This will install the AI SDK, AI SDK's React hooks, and AI SDK's OpenAI provider.

The AI SDK is designed to be a unified interface to interact with any large language model. This means that you can change model and providers with just one line of code! Learn more about available providers and building custom providers in the providers section.

Generate Embeddings

Let’s add a function to generate embeddings.

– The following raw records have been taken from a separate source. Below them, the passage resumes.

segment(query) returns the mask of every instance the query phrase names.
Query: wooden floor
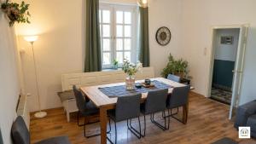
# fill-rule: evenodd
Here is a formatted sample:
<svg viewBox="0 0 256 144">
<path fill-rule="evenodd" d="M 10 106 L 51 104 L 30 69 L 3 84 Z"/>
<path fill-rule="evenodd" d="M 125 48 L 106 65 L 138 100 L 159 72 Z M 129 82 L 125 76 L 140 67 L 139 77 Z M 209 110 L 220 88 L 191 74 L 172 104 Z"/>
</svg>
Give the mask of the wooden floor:
<svg viewBox="0 0 256 144">
<path fill-rule="evenodd" d="M 71 122 L 67 123 L 62 108 L 47 112 L 47 118 L 41 119 L 35 118 L 32 115 L 32 143 L 57 135 L 68 135 L 73 144 L 100 143 L 99 136 L 90 139 L 84 137 L 83 127 L 78 127 L 75 113 L 72 116 Z M 118 143 L 208 144 L 224 136 L 238 141 L 237 131 L 233 127 L 233 122 L 228 120 L 228 112 L 227 105 L 191 94 L 187 124 L 184 125 L 172 118 L 170 130 L 162 131 L 151 124 L 148 117 L 146 137 L 138 140 L 127 130 L 125 123 L 119 123 Z M 159 121 L 162 121 L 160 117 Z M 98 132 L 99 124 L 88 125 L 86 129 L 88 134 Z M 112 133 L 112 139 L 114 141 L 113 135 L 114 131 Z"/>
</svg>

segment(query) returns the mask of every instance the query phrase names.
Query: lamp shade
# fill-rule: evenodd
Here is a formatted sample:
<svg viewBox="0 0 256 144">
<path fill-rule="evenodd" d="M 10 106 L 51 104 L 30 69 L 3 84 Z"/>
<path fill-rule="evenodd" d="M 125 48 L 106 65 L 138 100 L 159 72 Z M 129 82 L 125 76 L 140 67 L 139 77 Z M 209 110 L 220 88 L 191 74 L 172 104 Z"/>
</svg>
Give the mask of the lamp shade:
<svg viewBox="0 0 256 144">
<path fill-rule="evenodd" d="M 143 8 L 148 7 L 148 0 L 137 0 L 137 3 L 140 7 L 143 7 Z"/>
<path fill-rule="evenodd" d="M 33 42 L 37 41 L 38 38 L 38 36 L 25 36 L 24 37 L 24 39 L 29 43 L 33 43 Z"/>
</svg>

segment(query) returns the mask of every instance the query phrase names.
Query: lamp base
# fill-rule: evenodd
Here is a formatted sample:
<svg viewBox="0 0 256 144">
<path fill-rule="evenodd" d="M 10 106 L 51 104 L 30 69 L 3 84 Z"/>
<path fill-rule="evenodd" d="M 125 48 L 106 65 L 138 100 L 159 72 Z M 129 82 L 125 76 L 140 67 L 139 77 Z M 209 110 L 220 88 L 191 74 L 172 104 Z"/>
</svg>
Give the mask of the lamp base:
<svg viewBox="0 0 256 144">
<path fill-rule="evenodd" d="M 47 116 L 46 112 L 38 112 L 34 114 L 35 118 L 44 118 Z"/>
</svg>

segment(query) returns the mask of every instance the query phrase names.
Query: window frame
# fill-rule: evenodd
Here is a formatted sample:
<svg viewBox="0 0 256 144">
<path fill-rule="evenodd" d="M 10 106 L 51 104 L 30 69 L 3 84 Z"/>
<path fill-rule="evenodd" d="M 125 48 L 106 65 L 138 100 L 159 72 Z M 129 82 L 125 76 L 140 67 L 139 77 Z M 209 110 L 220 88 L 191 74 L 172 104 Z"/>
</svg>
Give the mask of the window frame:
<svg viewBox="0 0 256 144">
<path fill-rule="evenodd" d="M 102 21 L 102 10 L 109 10 L 110 11 L 110 37 L 108 37 L 110 39 L 110 50 L 109 51 L 103 51 L 103 39 L 108 37 L 102 37 L 102 26 L 105 24 Z M 116 23 L 116 12 L 117 11 L 123 11 L 123 23 L 122 24 L 117 24 Z M 131 24 L 125 24 L 125 12 L 131 12 Z M 102 69 L 111 69 L 113 68 L 113 60 L 116 59 L 117 52 L 123 52 L 123 58 L 125 57 L 125 52 L 131 52 L 131 62 L 136 62 L 137 59 L 137 21 L 138 21 L 138 9 L 136 5 L 126 5 L 126 4 L 118 4 L 118 3 L 100 3 L 99 7 L 99 13 L 101 13 L 101 17 L 99 16 L 100 20 L 100 27 L 101 27 L 101 45 L 102 45 Z M 117 37 L 116 36 L 116 26 L 123 26 L 123 37 Z M 131 37 L 125 37 L 125 26 L 131 26 Z M 117 50 L 116 49 L 116 43 L 117 38 L 121 38 L 123 40 L 123 49 L 122 50 Z M 125 50 L 125 38 L 131 38 L 131 49 Z M 104 52 L 109 52 L 110 56 L 110 64 L 109 65 L 103 65 L 103 53 Z M 119 62 L 119 67 L 122 66 L 122 63 Z"/>
</svg>

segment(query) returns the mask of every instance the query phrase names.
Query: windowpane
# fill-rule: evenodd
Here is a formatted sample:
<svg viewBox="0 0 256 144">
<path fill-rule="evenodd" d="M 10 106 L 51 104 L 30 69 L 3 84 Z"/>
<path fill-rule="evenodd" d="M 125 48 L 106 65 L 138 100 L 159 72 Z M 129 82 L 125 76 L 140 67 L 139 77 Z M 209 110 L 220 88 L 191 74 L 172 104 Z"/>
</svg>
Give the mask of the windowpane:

Copy the following code into your lib/ai/embedding.ts file.

lib/ai/embedding.ts

import { embedMany } from 'ai';
import { openai } from '@ai-sdk/openai';

const embeddingModel = openai.embedding('text-embedding-ada-002');

const generateChunks = (input: string): string[] => {
  return input
    .trim()
    .split('.')
    .filter(i => i !== '');
};

export const generateEmbeddings = async (
  value: string,
): Promise<Array<{ embedding: number[]; content: string }>> => {
  const chunks = generateChunks(value);
  const { embeddings } = await embedMany({
    model: embeddingModel,
    values: chunks,
  });
  return embeddings.map((e, i) => ({ content: chunks[i], embedding: e }));
};

In this code, you first define the model you want to use for the embeddings. In this example, you are using OpenAI’s text-embedding-ada-002 embedding model.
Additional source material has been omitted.